My main riding saddle is a Nathan Lamb, and from what I've learned by owning it these past couple years is that it seems to be pretty good quality and it's the only saddle that my main horse actually likes (very difficult to fit, she's a mutton withered pear). 

When did the maker sell his business to Lamb Saddlery? How can I find the age of my saddle, or even guess it's worth with it being a custom? 

And lastly, or until another question comes to mind, what do you even consider my saddle to be? It looks almost like a roper x barrel saddle... Like it would possibly be perfect for breakaway roping, if I ever actually got into it. Pics are coming.


----------



## RoanUnderSaddle (Aug 22, 2017)

Here are those pictures...


----------



## horselovinguy (Oct 1, 2013)

Did you wrap the horn or did you purchase it wrapped?
Horn wrapped like that would make me think roping saddle but it also appears to have a high, steep cantle and I think of a roping saddle as having a lower, sloped cantle easier to clear by the rider needing a fast exit off the horse....
High cantle I see commonly on barrel style saddles, trail saddles.
Barrel saddles I see often though have only one skirt and your is double skirted.
I also see more often barrel saddles with a rounded skirt like yours...

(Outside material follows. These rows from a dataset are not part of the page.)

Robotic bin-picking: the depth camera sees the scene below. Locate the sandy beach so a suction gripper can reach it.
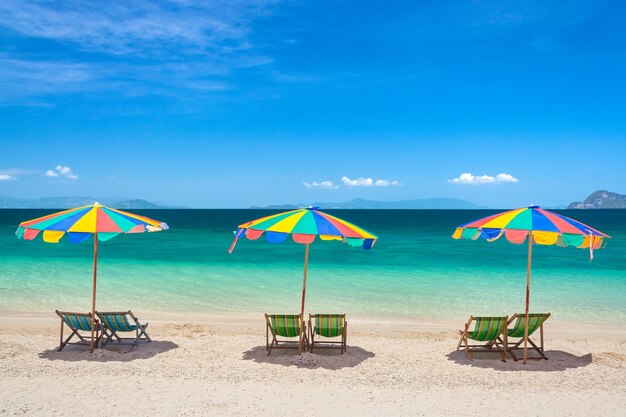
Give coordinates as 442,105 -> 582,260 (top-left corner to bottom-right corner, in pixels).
0,312 -> 626,416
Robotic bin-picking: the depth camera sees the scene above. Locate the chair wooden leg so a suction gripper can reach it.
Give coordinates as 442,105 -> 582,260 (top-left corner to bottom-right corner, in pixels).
528,339 -> 548,360
57,319 -> 63,352
267,334 -> 278,356
57,330 -> 77,352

Maybe your saddle is a all-around saddle?
Whatever it is it looks to be comfortable and well cared for...
Sorry, no good at determining "what is it"... 

_Adding...
It appears on third look at your pictures that your pommel is slightly swept back, angled toward the thigh to add support to keeping you in your saddle...
Trail saddles some have this....
I've only seen a few barrel saddles like this...
Maybe that narrows this down for you a little._
:runninghorse2:....


----------



## RoanUnderSaddle (Aug 22, 2017)

I bought it with the horned wrap, it's actually firmly attached and stitched around the bottom of the middle of the pommels area, as if it was a permanent part of the saddle. It is a custom saddle, so honestly I feel that the original owner kinda just chose what they liked lol. 

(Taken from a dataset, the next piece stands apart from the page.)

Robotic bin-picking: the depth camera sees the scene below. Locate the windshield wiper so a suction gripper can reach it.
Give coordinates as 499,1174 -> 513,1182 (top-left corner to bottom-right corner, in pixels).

Honestly, I love this saddle to bits. It has worked excellent for me when gaming, trail riding, and working cattle. I wish I had another like it exclusively for colts, but most of the saddles I see of the same brand just aren't my "type" per say.


----------



## wbwks (Apr 5, 2014)

I have a Nathan Lamb that is the only saddle I have ever purchased brand new. I LOVE it, I have always used mine for trail riding horses. It does not fit any mule that I have tried but it seems to fit all my horses extremely well. I have no idea what yours was intended for but the cantle looks a lot like mine.


----------